Stephen Barile

ON THE DEATH OF ADONIS

The blow came as I glanced away,
Looking to be anywhere but here

On the asphalt, and the concrete
Gas island at the Texaco station.

I reeled like a wobbly marble monument,
A statue by Dionisio Mazzuoli,

Adonis Being Killed by a Wild Boar.
White canaries flew around me

In concentric flight, disappearing
One by one, then reappearing,

An alarm bell rang in my flaming ear.
I struggled to stand,

To hold myself upright,
Buttressing against the gas pump

As my weasel-like foe
Stepped back on his heels waiting

For a rejoinder that never came.
His friend laughed.

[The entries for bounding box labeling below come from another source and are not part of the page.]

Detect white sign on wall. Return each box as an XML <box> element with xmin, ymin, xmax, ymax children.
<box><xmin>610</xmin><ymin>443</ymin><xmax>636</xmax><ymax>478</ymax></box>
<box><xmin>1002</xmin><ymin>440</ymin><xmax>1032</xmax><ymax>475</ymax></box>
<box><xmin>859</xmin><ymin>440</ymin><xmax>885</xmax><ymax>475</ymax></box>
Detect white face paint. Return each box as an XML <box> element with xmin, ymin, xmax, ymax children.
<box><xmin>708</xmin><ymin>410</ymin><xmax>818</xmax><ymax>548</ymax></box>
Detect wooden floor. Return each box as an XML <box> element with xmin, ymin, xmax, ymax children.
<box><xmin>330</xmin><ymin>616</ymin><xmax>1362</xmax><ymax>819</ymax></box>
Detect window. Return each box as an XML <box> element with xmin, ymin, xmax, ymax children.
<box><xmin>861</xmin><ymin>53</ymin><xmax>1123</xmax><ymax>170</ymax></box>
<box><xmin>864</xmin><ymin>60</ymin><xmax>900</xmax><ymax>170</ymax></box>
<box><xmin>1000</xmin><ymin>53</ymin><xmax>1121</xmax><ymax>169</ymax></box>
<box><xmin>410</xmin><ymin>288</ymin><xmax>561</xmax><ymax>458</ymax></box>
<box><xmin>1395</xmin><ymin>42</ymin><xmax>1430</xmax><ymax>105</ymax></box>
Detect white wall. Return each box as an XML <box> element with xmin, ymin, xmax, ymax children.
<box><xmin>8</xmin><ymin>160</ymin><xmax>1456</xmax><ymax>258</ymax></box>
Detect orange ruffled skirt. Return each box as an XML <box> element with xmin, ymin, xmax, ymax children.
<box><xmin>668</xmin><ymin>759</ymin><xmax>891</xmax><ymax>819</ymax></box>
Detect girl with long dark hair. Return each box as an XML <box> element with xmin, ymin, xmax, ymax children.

They climbed

Into a loud muscle-car
And peeled out, two pinheads

As observed from the rear window.
I like to think that his one punch

Hurt him more than me,
A thick-headed neighborhood kid

Longing for his mother’s love,
Tears evaporating like gasoline.

Unlike Adonis, no red flowers sprang
From the pavement of my shame.

MAGIC FINGERS

Open up your pocketbook,
Get another quarter out
Frank Zappa–200 Motels

And there they are, fucking at 9:00 AM.
It’s amazing how a man on top can fly
Backward landing upright and erect
On the floor like a movie played backward.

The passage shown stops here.